Shows can be either "Single camera" or "Multi camera." Sitcoms, shows broadcast live, and stuff shot in front of a live audience is generally multicam -- they do it once, or as few times as needed to get a good take. They just have three (or however many) cameras, and cut between them.
Other stuff is Single camera. Some "Single camera" stuff actually has two cameras rolling when it's convenient, or maybe a rare action shot where they had a whole bunch of cameras running to capture an expensive stunt or something, but it's still considered single camera style work. I expect Better Call Saul is shot this way. Basically, you do many "setups" where you typically tweak staging and lighting for each camera setup and do the scene or part of the scene over and over. There is usually some piece of equipment just off screen in any given shot like a light stand or a boom mic so each shot is as nice as they can make it, but if you shot it from another angle at the same time you'd see equipment or crew, or it just wouldn't look as nice. People and objects get moved around between shots to get nice framing, and you never really notice that a table moved a few inches or whatever.
As for how many times, ultimately the director decides.
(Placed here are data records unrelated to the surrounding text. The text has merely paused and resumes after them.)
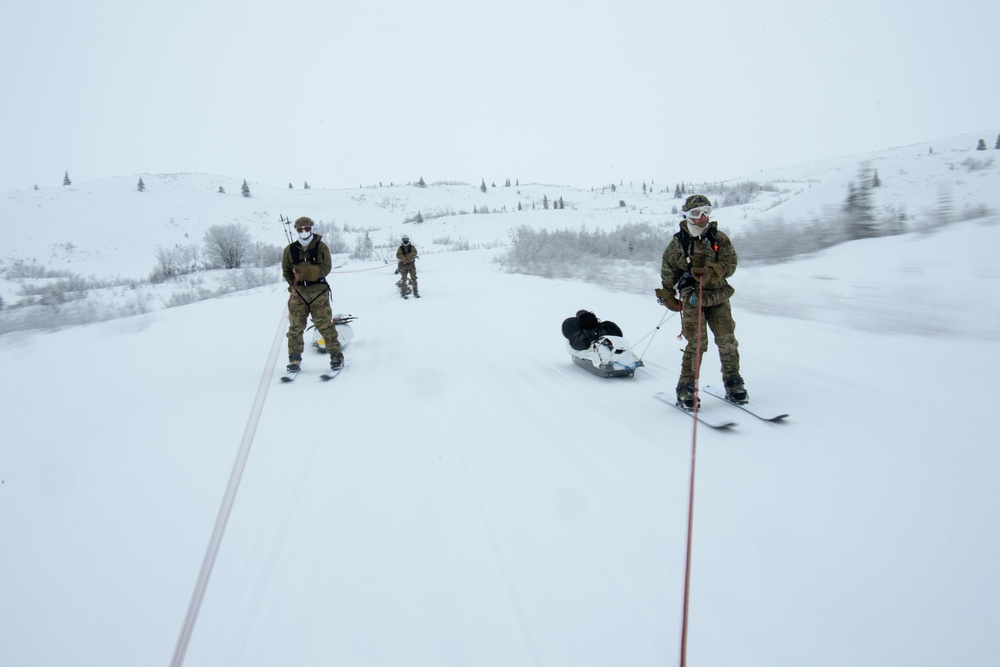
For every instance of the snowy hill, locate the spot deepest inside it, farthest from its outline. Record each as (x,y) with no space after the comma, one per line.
(463,494)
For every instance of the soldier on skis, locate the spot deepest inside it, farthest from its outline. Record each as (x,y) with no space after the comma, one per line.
(406,256)
(700,256)
(305,265)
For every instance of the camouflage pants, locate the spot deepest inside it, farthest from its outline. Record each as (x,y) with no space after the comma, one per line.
(719,319)
(305,301)
(404,271)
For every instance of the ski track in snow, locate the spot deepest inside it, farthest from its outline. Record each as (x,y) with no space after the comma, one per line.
(462,494)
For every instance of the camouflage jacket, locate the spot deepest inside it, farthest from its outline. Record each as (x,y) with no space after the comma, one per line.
(406,254)
(685,252)
(309,270)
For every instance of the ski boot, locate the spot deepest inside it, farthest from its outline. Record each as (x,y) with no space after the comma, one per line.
(735,391)
(685,396)
(336,361)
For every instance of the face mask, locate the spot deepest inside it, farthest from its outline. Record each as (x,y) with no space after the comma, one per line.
(695,230)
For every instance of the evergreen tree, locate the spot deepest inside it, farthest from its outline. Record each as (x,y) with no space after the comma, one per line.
(859,207)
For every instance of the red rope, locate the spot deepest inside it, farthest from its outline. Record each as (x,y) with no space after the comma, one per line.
(694,449)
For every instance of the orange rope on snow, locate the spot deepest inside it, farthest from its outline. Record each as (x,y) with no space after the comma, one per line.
(694,449)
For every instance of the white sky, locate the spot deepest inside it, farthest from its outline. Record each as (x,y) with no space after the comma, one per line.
(582,93)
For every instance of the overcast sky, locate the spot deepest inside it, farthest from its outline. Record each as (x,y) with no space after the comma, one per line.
(579,92)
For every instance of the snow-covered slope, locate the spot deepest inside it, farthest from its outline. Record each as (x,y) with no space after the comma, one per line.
(464,495)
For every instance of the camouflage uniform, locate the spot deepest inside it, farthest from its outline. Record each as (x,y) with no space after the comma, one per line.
(406,255)
(713,251)
(310,296)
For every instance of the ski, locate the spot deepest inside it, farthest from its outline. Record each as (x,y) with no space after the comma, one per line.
(706,419)
(756,410)
(330,374)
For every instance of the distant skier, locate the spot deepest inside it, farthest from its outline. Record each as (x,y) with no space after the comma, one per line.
(305,265)
(700,253)
(406,256)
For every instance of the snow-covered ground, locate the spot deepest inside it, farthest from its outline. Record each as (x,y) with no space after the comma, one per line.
(464,495)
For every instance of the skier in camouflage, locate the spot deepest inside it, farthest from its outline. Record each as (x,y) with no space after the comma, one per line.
(305,265)
(406,256)
(700,254)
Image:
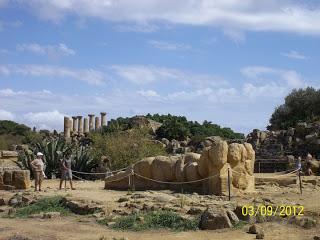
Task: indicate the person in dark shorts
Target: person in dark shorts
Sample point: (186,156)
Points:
(38,170)
(66,172)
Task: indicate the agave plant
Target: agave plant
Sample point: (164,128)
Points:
(53,150)
(83,160)
(24,160)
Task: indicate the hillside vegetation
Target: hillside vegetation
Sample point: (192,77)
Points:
(300,105)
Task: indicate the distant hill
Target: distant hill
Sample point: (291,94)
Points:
(172,127)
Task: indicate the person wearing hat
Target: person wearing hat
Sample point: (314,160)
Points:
(38,170)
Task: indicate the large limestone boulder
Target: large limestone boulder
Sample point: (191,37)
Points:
(239,179)
(191,171)
(250,160)
(9,154)
(214,163)
(179,170)
(118,181)
(191,157)
(213,219)
(21,179)
(15,179)
(218,155)
(235,154)
(143,167)
(203,164)
(162,168)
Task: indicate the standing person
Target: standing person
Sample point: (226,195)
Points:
(308,164)
(66,172)
(299,163)
(38,170)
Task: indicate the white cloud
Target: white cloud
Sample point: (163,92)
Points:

Some directors are lunatics, and a certain scene in a film with a long schedule may get shot hundreds of times for variations on performance, angle, etc. Some directors are more efficient and a scene might only get shot like a dozen times if you do three takes for each of four angles/setups. Some directors will work closely with their crow in deciding these things -- often the cinematographer will have a lot to say about how many angles they need to get to cover the whole scene, and which shots will be most interesting. In a few rare cases, a whole scene will get shot just once, if it's something that is a big expensive stunt. If you only have one car, you can only blow it up once, so you just have to try to get it right. There was a scene in the documentary TV series Connections where the presenter timed his monologue to the countdown timer of an actual NASA rocket launch of a space probe that was visible in the background. Obviously, they could only get that shot once because you can't go to NASA and ask them to quickly launch another 100 million dollar space probe because you got a little tongue tied. Though, I assume they got a few takes without the rocket launch as well.